Cross-domain Microscopy Cell Counting by Disentangled Transfer Learning
This reduces annotation costs for biomedical researchers analyzing microscopy images across different conditions, though it is incremental as it builds on existing transfer learning and synthesis techniques.
The paper tackles the problem of transferring cell counting models across microscopy domains without extensive manual annotation, achieving competitive performance with only a few annotated target-domain images compared to fully annotated state-of-the-art methods.

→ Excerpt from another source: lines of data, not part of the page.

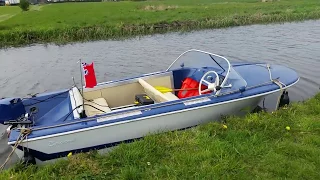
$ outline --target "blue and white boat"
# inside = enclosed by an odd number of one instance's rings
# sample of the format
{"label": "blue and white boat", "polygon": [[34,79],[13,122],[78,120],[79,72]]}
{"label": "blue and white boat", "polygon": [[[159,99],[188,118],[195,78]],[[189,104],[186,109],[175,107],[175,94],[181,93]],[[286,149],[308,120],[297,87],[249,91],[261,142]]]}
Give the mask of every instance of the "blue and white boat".
{"label": "blue and white boat", "polygon": [[222,115],[241,115],[298,81],[298,74],[288,67],[231,63],[192,49],[165,71],[93,88],[2,99],[0,123],[9,125],[8,144],[17,147],[15,152],[38,163],[70,152],[103,150],[149,133],[193,127]]}

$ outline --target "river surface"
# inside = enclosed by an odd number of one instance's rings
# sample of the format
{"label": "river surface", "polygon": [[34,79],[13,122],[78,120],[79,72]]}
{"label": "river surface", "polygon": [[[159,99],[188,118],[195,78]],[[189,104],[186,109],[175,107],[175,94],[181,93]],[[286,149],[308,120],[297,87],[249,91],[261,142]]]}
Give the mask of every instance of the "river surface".
{"label": "river surface", "polygon": [[[230,61],[267,62],[295,69],[301,79],[289,89],[292,101],[302,101],[319,92],[320,21],[317,20],[0,50],[0,97],[24,97],[69,88],[73,85],[72,77],[79,85],[79,59],[94,61],[97,80],[102,82],[165,70],[191,48],[220,54]],[[275,99],[270,97],[269,102]],[[6,146],[4,131],[5,127],[0,126],[1,164],[11,150]],[[16,159],[13,156],[12,162]]]}

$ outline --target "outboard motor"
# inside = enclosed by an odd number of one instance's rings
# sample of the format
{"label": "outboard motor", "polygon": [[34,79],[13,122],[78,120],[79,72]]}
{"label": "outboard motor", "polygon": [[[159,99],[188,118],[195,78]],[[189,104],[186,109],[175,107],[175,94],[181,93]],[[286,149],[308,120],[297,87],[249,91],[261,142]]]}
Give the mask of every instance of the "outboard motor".
{"label": "outboard motor", "polygon": [[[15,127],[26,127],[33,124],[32,113],[36,110],[30,111],[30,115],[26,113],[25,107],[21,98],[6,98],[0,100],[0,123],[9,125],[7,128],[7,135],[10,136],[11,129]],[[22,162],[26,165],[35,164],[35,158],[30,154],[29,149],[23,147],[24,156]]]}
{"label": "outboard motor", "polygon": [[17,120],[26,114],[25,107],[20,98],[6,98],[0,100],[0,123]]}

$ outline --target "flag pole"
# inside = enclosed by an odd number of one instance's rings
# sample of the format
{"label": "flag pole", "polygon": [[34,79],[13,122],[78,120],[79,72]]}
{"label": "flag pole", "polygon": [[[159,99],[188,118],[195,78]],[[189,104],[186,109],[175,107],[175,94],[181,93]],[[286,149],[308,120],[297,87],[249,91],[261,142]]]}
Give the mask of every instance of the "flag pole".
{"label": "flag pole", "polygon": [[82,76],[82,73],[83,73],[83,68],[82,68],[82,62],[81,62],[81,58],[79,59],[79,62],[80,62],[80,75],[81,75],[81,94],[82,94],[82,112],[80,113],[80,117],[86,117],[85,116],[85,111],[84,111],[84,98],[83,98],[83,76]]}
{"label": "flag pole", "polygon": [[81,94],[82,94],[82,96],[83,96],[83,76],[82,76],[82,62],[81,62],[81,59],[79,59],[79,62],[80,62],[80,75],[81,75]]}

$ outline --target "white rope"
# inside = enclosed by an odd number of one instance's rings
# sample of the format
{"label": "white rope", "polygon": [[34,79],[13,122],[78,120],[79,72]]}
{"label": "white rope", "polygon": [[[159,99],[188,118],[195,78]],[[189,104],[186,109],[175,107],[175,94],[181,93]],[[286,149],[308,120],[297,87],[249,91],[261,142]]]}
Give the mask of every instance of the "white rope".
{"label": "white rope", "polygon": [[[23,128],[20,129],[20,134],[16,140],[16,143],[13,146],[12,151],[10,152],[10,154],[8,155],[6,161],[0,166],[0,172],[3,170],[4,166],[9,162],[13,152],[17,149],[17,147],[19,146],[19,144],[21,144],[21,142],[31,133],[31,129],[28,128]],[[22,136],[23,135],[23,136]],[[22,137],[21,140],[19,140]]]}
{"label": "white rope", "polygon": [[276,108],[275,108],[275,111],[276,111],[276,110],[278,110],[278,108],[279,108],[279,103],[280,103],[281,95],[282,95],[284,89],[283,89],[282,84],[280,83],[279,80],[276,80],[276,79],[275,79],[273,82],[280,87],[280,95],[279,95],[279,97],[278,97],[277,104],[276,104]]}
{"label": "white rope", "polygon": [[283,91],[285,90],[285,89],[283,89],[283,86],[282,86],[282,85],[284,85],[285,87],[286,87],[286,85],[285,85],[284,83],[282,83],[279,79],[273,79],[273,78],[272,78],[272,74],[271,74],[271,70],[270,70],[270,64],[267,64],[266,66],[267,66],[267,69],[268,69],[268,72],[269,72],[269,78],[270,78],[270,80],[271,80],[272,82],[274,82],[276,85],[278,85],[279,88],[280,88],[280,95],[279,95],[279,97],[278,97],[277,104],[276,104],[276,108],[275,108],[275,110],[278,110],[281,96],[282,96],[282,94],[283,94]]}

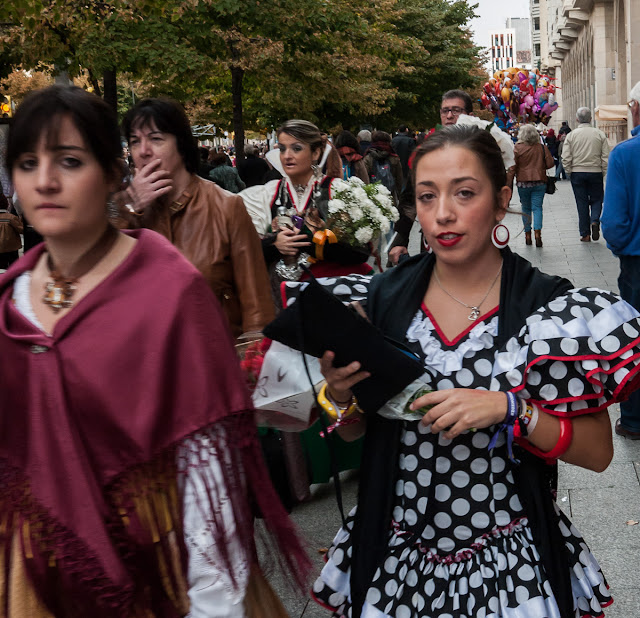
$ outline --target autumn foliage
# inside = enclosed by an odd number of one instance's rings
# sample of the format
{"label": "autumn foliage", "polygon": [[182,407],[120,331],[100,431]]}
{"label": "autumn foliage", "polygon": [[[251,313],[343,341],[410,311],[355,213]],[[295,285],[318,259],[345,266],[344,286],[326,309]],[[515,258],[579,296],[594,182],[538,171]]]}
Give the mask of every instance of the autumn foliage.
{"label": "autumn foliage", "polygon": [[120,105],[131,87],[165,94],[236,134],[290,117],[429,124],[443,90],[478,80],[466,0],[12,0],[3,12],[0,78],[64,70],[100,94],[117,79]]}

Microscopy images from different imaging conditions, organs, and tissues often have numerous cells with various shapes on a range of backgrounds. As a result, designing a deep learning model to count cells in a source domain becomes precarious when transferring them to a new target domain. To address this issue, manual annotation costs are typically the norm when training deep learning-based cell counting models across different domains. In this paper, we propose a cross-domain cell counting approach that requires only weak human annotation efforts. Initially, we implement a cell counting network that disentangles domain-specific knowledge from domain-agnostic knowledge in cell images, where they pertain to the creation of domain style images and cell density maps, respectively. We then devise an image synthesis technique capable of generating massive synthetic images founded on a few target-domain images that have been labeled. Finally, we use a public dataset consisting of synthetic cells as the source domain, where no manual annotation cost is present, to train our cell counting network; subsequently, we transfer only the domain-agnostic knowledge to a new target domain of real cell images. By progressively refining the trained model using synthesized target-domain images and several real annotated ones, our proposed cross-domain cell counting method achieves good performance compared to state-of-the-art techniques that rely on fully annotated training images in the target domain. We evaluated the efficacy of our cross-domain approach on two target domain datasets of actual microscopy cells, demonstrating the feasibility of requiring annotations on only a few images in a new domain.